Model#

class gamspy.Model(container: Container | None = None, name: str | None = None, description: str = '', problem: Problem | str = Problem.MIP, equations: Sequence[Equation] | None = None, sense: Sense | str = Sense.FEASIBILITY, objective: Variable | Expression | Operation | None = None, matches: dict[Equation | Sequence[Equation], Variable | Sequence[Variable]] | None = None, limited_variables: Sequence[ImplicitVariable] | None = None, external_module: str | None = None)[source]#

Bases: object

Represents a list of equations to be solved.

Parameters:
containerContainer

Container of the model.

namestr, optional

Name of the model. Name is autogenerated by default.

descriptionstr, optional

Description of the model.

equationsSequence[Equation]

Sequence of Equation objects.

problemProblem | str, optional

‘LP’, ‘NLP’, ‘QCP’, ‘DNLP’, ‘MIP’, ‘RMIP’, ‘MINLP’, ‘RMINLP’, ‘MIQCP’, ‘RMIQCP’, ‘MCP’, ‘CNS’, ‘MPEC’, ‘RMPEC’, ‘EMP’, or ‘MPSGE’, by default Problem.LP.

senseSense | str, optional

“MIN”, “MAX”, or “FEASIBILITY”. By default, Sense.FEASIBILITY

objectiveVariable | Expression, optional

Objective variable to minimize or maximize or objective itself.

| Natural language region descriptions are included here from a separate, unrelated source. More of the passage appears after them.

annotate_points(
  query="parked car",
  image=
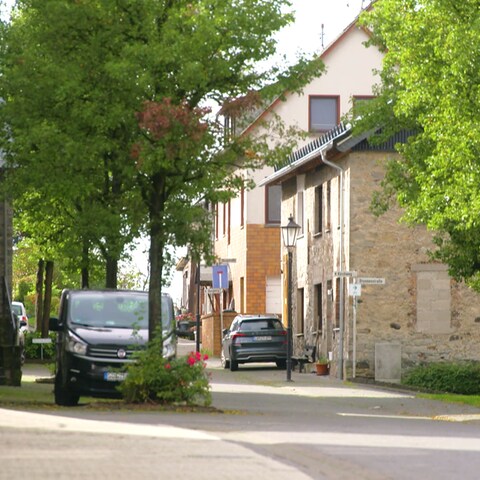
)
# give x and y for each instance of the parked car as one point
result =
(98, 332)
(254, 338)
(18, 309)
(19, 335)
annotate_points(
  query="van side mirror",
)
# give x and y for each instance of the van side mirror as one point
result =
(54, 324)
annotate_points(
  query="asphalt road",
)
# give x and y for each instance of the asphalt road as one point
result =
(265, 427)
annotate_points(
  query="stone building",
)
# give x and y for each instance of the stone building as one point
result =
(404, 309)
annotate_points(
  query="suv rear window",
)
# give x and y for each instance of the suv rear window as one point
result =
(263, 324)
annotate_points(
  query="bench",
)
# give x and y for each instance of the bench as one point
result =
(307, 356)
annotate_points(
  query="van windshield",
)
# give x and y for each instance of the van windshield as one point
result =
(114, 310)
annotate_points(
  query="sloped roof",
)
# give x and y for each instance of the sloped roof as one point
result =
(328, 49)
(339, 140)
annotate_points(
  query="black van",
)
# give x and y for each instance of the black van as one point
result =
(97, 333)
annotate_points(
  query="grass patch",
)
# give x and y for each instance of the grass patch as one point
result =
(472, 400)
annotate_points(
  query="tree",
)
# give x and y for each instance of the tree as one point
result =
(67, 140)
(115, 92)
(430, 84)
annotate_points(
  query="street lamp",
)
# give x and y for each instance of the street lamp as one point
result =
(289, 236)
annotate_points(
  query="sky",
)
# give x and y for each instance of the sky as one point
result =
(303, 36)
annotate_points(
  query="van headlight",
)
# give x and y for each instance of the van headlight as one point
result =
(75, 345)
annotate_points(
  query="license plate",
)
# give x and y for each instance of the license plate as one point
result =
(114, 376)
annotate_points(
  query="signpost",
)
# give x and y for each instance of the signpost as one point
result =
(42, 342)
(345, 274)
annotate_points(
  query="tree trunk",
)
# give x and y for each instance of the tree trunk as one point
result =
(155, 284)
(111, 272)
(48, 297)
(157, 245)
(39, 296)
(85, 276)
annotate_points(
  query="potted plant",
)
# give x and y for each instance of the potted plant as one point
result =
(322, 366)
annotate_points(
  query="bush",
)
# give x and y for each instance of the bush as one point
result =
(459, 378)
(155, 379)
(33, 351)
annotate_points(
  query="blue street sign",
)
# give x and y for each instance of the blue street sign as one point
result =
(220, 276)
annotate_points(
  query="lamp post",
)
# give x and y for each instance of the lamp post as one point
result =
(289, 236)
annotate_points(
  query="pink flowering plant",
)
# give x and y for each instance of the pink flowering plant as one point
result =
(155, 379)
(185, 317)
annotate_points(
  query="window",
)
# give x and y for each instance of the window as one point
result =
(273, 203)
(318, 307)
(300, 211)
(323, 113)
(318, 222)
(300, 311)
(337, 302)
(329, 206)
(434, 299)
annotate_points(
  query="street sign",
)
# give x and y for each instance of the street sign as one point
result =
(215, 290)
(345, 274)
(371, 281)
(41, 340)
(355, 289)
(220, 276)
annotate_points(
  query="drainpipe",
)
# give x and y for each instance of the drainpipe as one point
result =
(323, 153)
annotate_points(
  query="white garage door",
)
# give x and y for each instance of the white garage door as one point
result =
(274, 295)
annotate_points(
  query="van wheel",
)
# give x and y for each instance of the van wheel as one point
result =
(225, 362)
(63, 396)
(281, 364)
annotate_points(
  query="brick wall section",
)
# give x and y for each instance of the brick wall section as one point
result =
(263, 260)
(212, 331)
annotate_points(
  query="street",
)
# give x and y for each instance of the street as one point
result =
(313, 427)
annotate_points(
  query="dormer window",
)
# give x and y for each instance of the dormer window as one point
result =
(323, 113)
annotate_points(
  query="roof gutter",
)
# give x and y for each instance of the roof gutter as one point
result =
(309, 156)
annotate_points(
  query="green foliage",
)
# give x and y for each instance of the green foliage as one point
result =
(430, 84)
(33, 351)
(152, 378)
(458, 378)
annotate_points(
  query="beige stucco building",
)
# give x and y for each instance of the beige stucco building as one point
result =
(247, 227)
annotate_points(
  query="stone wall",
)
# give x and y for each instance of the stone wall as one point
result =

matchesdict[Equation | Sequence[Equation], Variable | Sequence[Variable]], optional

Equation - Variable matches for MCP models.

limited_variablesSequence[ImplicitVariable], optional

Allows limiting the domain of variables used in a model.

external_module: str, optional

The name of the external module in which the external equations are implemented

Attributes:
algorithm_time

Solver dependent timing information.

external_module

Name of the external module in which the external equations are implemented.

marginals

Indicates whether there are marginals.

max_infeasibility

Maximum of infeasibilities

mean_infeasibility

Mean of infeasibilities

model_generation_time

Time GAMS took to generate the model in wall-clock seconds.

num_bound_projections

Number of bound projections during model generation.

num_dependencies

Number of dependencies in a CNS model.

num_discrete_variables

Number of discrete variables.

num_domain_violations

Number of domain violations.

num_equations

Number of equations.

num_infeasibilities

Number of infeasibilities.

num_iterations

Number of iterations used.

num_mcp_redefinitions

Number of MCP redefinitions.

num_nodes_used

Number of nodes used by the MIP solver.

num_nonlinear_insts

Number of nonlinear instructions.

num_nonlinear_zeros

Number of nonlinear nonzeros.

num_nonoptimalities

Number of nonoptimalities.

num_nonzeros

Number of nonzero entries in the model coefficient matrix.

num_variables

Number of variables.

objective_estimation

Estimate of the best possible solution for a mixed-integer model

objective_value

Objective function value

solve_model_time

Time the solver used to solve the model in seconds

solve_number

Number of the last solve.

solve_status

Indicates the solver termination condition.

solver_version

Solver version.

status

Model status after solve.

sum_infeasibilities

Sum of infeasibilities.

total_solve_time

Elapsed time it took to execute a solve statement in total.

total_solver_time

Elapsed time taken by the solver only.

used_model_type

Integer number that indicates the used model type.

Methods

computeInfeasibilities()

Computes infeasabilities for all equations of the model

convert(path, file_format[, options])

Converts the model to one or more specified file formats.

freeze(modifiables[, options])

Instantiates a model instance.

getDeclaration()

Declaration of the Model in GAMS

getEquationListing([infeasibility_threshold])

Returns the generated equations.

getVariableListing()

Returns the variable listing.

interrupt()

Sends interrupt signal to the running job.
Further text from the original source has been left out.